US-Präsident Donald Trump hat mit einer ungewöhnlichen Wortwahl für neue Spannungen in den Beziehungen zwischen den Vereinigten Staaten und Kuba gesorgt. In Washington erklärte er, eine „friedliche Übernahme“ des Inselstaates sei grundsätzlich denkbar. Kuba befinde sich „in großen Schwierigkeiten“ und sei aus seiner Sicht ein „scheiternder Staat“. Konkrete Details zu dieser Aussage lieferte Trump nicht. Weder erläuterte er, was unter einer solchen „Übernahme“ genau zu verstehen wäre, noch nannte er einen möglichen Zeitrahmen oder beteiligte Akteure.

Gleichzeitig betonte Trump, dass die USA „etwas sehr Positives“ für die kubanische Bevölkerung bewirken könnten. Wie ein solches Engagement aussehen soll, blieb offen. Die Äußerung fällt in eine Phase angespannter Beziehungen zwischen Washington und Havanna, die zuletzt von wirtschaftlichem Druck geprägt waren.

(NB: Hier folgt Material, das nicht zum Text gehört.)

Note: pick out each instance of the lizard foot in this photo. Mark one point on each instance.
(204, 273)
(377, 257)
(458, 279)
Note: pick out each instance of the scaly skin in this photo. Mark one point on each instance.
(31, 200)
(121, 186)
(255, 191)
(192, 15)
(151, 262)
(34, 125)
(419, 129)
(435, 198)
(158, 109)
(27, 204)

Seit Dezember erhält Kuba kein Öl mehr aus Venezuela, nachdem Trump eine vollständige Blockade für sanktionierte Öltanker mit Lieferungen aus dem südamerikanischen Staat angeordnet hatte. Darüber hinaus stellte der US-Präsident Zölle gegen weitere potenzielle Öllieferanten in Aussicht. Diese Maßnahmen verschärften die ohnehin angespannte wirtschaftliche Lage auf der Karibikinsel erheblich.

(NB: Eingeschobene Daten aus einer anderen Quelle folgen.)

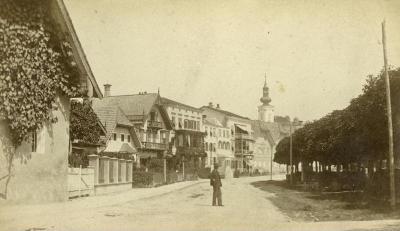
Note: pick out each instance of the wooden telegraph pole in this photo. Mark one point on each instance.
(390, 126)
(291, 153)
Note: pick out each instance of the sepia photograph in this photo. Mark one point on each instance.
(197, 115)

Zwar gibt es inzwischen Signale, dass bestimmte Sanktionen gelockert werden könnten, was als vorsichtiger Schritt in Richtung Entspannung gewertet wird. Doch ein weiterer Vorfall belastet das Verhältnis zusätzlich: Bei einem Schusswechsel zwischen kubanischen Grenzschützern und der Besatzung eines in den USA registrierten Schnellbootes kamen vier Menschen ums Leben. Dieser Zwischenfall dürfte die ohnehin fragilen diplomatischen Kontakte weiter erschweren.

Vor diesem Hintergrund wirken Trumps Aussagen zur „friedlichen Übernahme“ umso brisanter – und lassen viele Fragen zur künftigen Ausrichtung der US-Kuba-Politik offen.